In [1]:
# Dataset

corpus = [
    'Windows has been around since the mid-1990s.',
    'Windows distribution include the windows kernel.',
    'Windows is one of the most prominent open-source software.'
]

corpus

['Windows has been around since the mid-1990s.',
 'Windows distribution include the windows kernel.',
 'Windows is one of the most prominent open-source software.']

In [2]:
# Bag of Words model dengan CountVectorizer

from sklearn.feature_extraction.text import CountVectorizer

vectorizer = CountVectorizer()
vectorized_X = vectorizer.fit_transform(corpus).todense() #objek vectorizer utk menerapkan method fit_transform trhdp corpus dataset, hasilnya akan dikonversikan ke dlm suatu array 
vectorized_X

# Method todense ini akan mengkonversikan hasil fit_transform dari objek vectorizer menjadi array 2 dimensi

matrix([[1, 1, 1, 0, 1, 0, 0, 0, 1, 0, 0, 0, 0, 0, 1, 0, 0, 1, 1],
        [0, 0, 0, 1, 0, 1, 0, 1, 0, 0, 0, 0, 0, 0, 0, 0, 0, 1, 2],
        [0, 0, 0, 0, 0, 0, 1, 0, 0, 1, 1, 1, 1, 1, 0, 1, 1, 1, 1]],
       dtype=int64)

In [3]:
vectorizer.get_feature_names()

# Nilai pada array tidak hanya nol dan satu, melainkan setiap nilai tersebut merepresentasikan jumlah kemunculan token/kata tertentu pada kalimat

['1990s',
 'around',
 'been',
 'distribution',
 'has',
 'include',
 'is',
 'kernel',
 'mid',
 'most',
 'of',
 'one',
 'open',
 'prominent',
 'since',
 'software',
 'source',
 'the',
 'windows']

In [6]:
# Euclidean Distance untuk mengukur kedekatan/jarak antar dokumen (vector)

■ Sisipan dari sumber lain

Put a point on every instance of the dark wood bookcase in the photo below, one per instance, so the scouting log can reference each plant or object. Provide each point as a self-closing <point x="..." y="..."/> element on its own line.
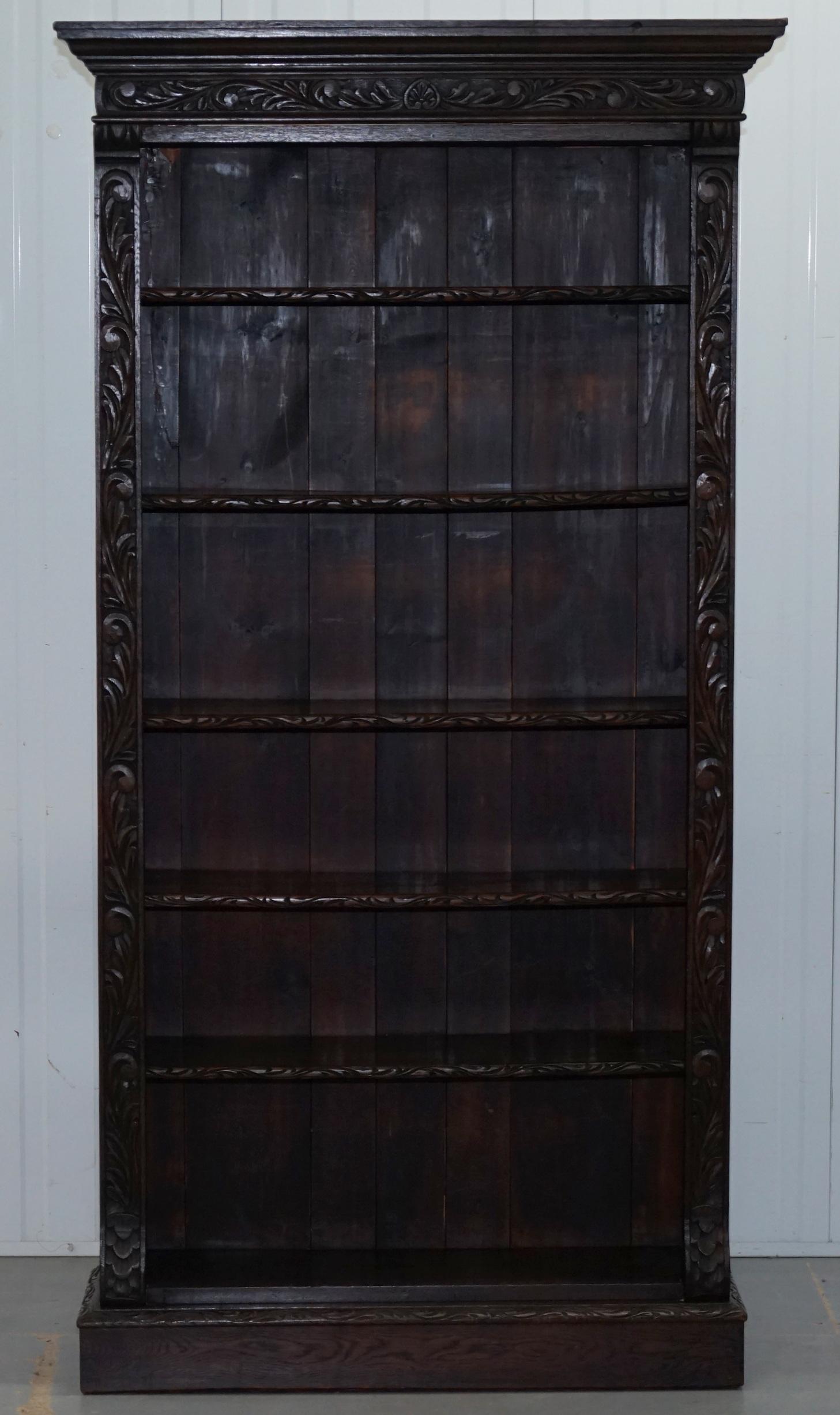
<point x="415" y="457"/>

from sklearn.metrics.pairwise import euclidean_distances

for i in range(len(vectorized_X)):
    for j in range(i, len(vectorized_X)):
        if i == j:
            continue
        jarak = euclidean_distances(vectorized_X[i], vectorized_X[j])
        print(f'Jarak dokumen {i+1} dan {j+1}: {jarak}')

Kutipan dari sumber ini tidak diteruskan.